Le jeudi 12 juin trois étudiants disparaissaient, âgés de 16 à 19 ans. Gilad Sha’er, originaire de la colonie de Talmon, en Cisjordanie ; Eyal Yifrach, d’Elad, en Israël ; et Naftali Frenkel, du quartier orthodoxe de Nof Ayalon, à Modiin, dans la région de Tel-Aviv, qui possèdait la double nationalité israélienne et américaine. Ils auraient été enlevés près de la colonie de Goush Etzion, dans le sud de la Cisjordanie, non loin d’Hébron. Ce lundi 30 juin, les corps sans vie des trois garçons ont été retrouvés, abandonnés dans un champs, dans la campagne d’Hébron…
Leur disparition a ébranlé l’ensemble de la Cisjordanie.
Pour les hauts responsables israéliens, les auteurs de l’enlèvement étaient tout désignés : « Des terroristes du Hamas ont enlevé trois adolescents israéliens. C’est un fait et ce n’est pas une surprise (…) car le Hamas est voué à la destruction d’Israël », avait déclaré le premier ministre israélien, Benyamin Netanyahu, avant d’ajouter qu’il tenait le président de l’Autorité palestinienne, Mahmoud Abbas, pour « responsable de toute attaque émanant d’un territoire sous contrôle palestinien ».
Dans la foulée, l’État hébreu s’était empressé de déployer un dispositif militaire d’envergure, 7.000 soldats, en lançant l’opération « Brother’s Keeper », dont l’objectif avoué était moins de rechercher les disparus que de s’attaquer aux positions du Hamas dans les territoires investigués.
Depuis deux semaines, ainsi, la Cisjordanie vit au rythme soutenu des incursions militaires. Cibles favorites : les camps de réfugiés. Balata, l’un des plus importants du pays, a été envahi par un millier de militaires et plusieurs dizaines de véhicules blindés. Un haut officier israélien a déclaré que cette opération menée dans la banlieue de Naplouse était la plus importante depuis 2002. L’armée aurait ainsi découvert plusieurs caches contenant des armes légères, mais aussi des grenades à main et de l’argent.
Insistons sur le fait que les responsables militaires israéliens ne cachaient pas que l’opération n’avait pas pour objet de retrouver les victimes, mais d’affaiblir les mouvements radicaux liés au Hamas : l’enlèvement des trois jeunes gens a immédiatement été perçu comme une aubaine par l’État israélien, conscient que l’émoi généré à travers toute la Communauté internationale lui laissait une latitude dont il ne pouvait rêver. Le contexte d’émotion créé par la disparition des trois garçons n’a pas incité la presse, ni l’opinion publique, en effet, à s’interroger sur les causes de l’enlèvement, ni à se poser de questions sur l’envergure disproportionnée de la réponse israélienne et sur ses conséquences à long terme.

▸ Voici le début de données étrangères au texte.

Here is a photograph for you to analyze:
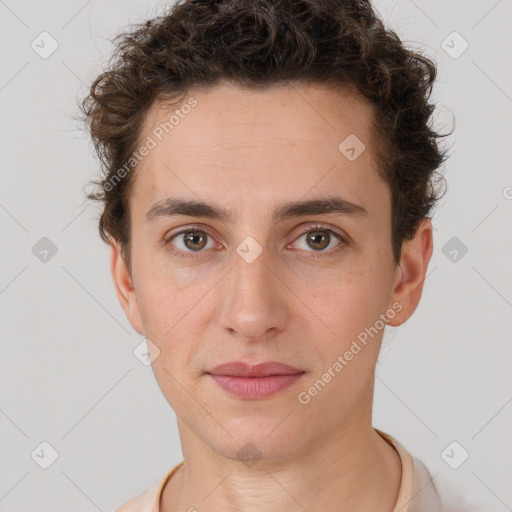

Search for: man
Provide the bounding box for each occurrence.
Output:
[82,0,454,512]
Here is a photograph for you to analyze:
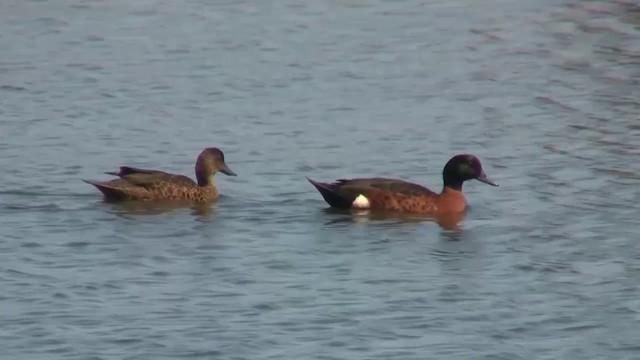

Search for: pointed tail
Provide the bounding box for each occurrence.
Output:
[307,178,353,209]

On apprendra d’ailleurs par la suite que, très vite, la police, les services de renseignement israéliens et le gouvernement, dont le premier ministre, savaient que les trois adolescents avaient été tués. En effet, au moment de leur enlèvement, le jeune Gilad a réussi à utiliser son téléphone portable et à appeler la police ; et la communication a été enregistrée. L’enregistrement, qui a finalement été diffusé par la presse israélienne, permet de reconstituer les faits, dans tous leurs détails : « J’ai été enlevé », a dit le garçon, avant d’être rabroué en hébreux par ses ravisseurs (lesquels avaient un fort accent arabe), qui ont ensuite exécuté les trois victimes. Le téléphone portable de Gilad Sha’er était resté allumé ; on entend sur l’enregistrement les cris d’un des garçons, les coups de feu, tirés avec une arme munie d’un silencieux, et les auteurs du triple meurtre, qui se félicitent « d’en avoir éliminé trois »…
Les policiers contactés n’ont pas immédiatement donné suite à cet appel. Ont-ils cru à une plaisanterie ? Et ce n’est qu’après plusieurs heures, quand les parents d’une des victimes, inquiets de la disparition de leur fils, ont demandé l’aide de la police, que l’enregistrement a été transmis aux services de renseignements.
Les autorités israéliennes savaient donc que les trois étudiants n’étaient plus en vie. Ils l’ont toutefois caché, tant à leurs familles qu’au public israélien et à la presse internationale. Plus encore, les services de renseignement ont prétendu avoir des éléments qui prouvaient que les trois garçons étaient toujours vivants et détenus quelque part en Cisjordanie, justifiant ainsi les opérations militaires qui y ont été menées et amenant les parents des victimes à participer à une campagne de sensibilisation pro-israélienne devant le Conseil des Droits de l’Homme à Genève…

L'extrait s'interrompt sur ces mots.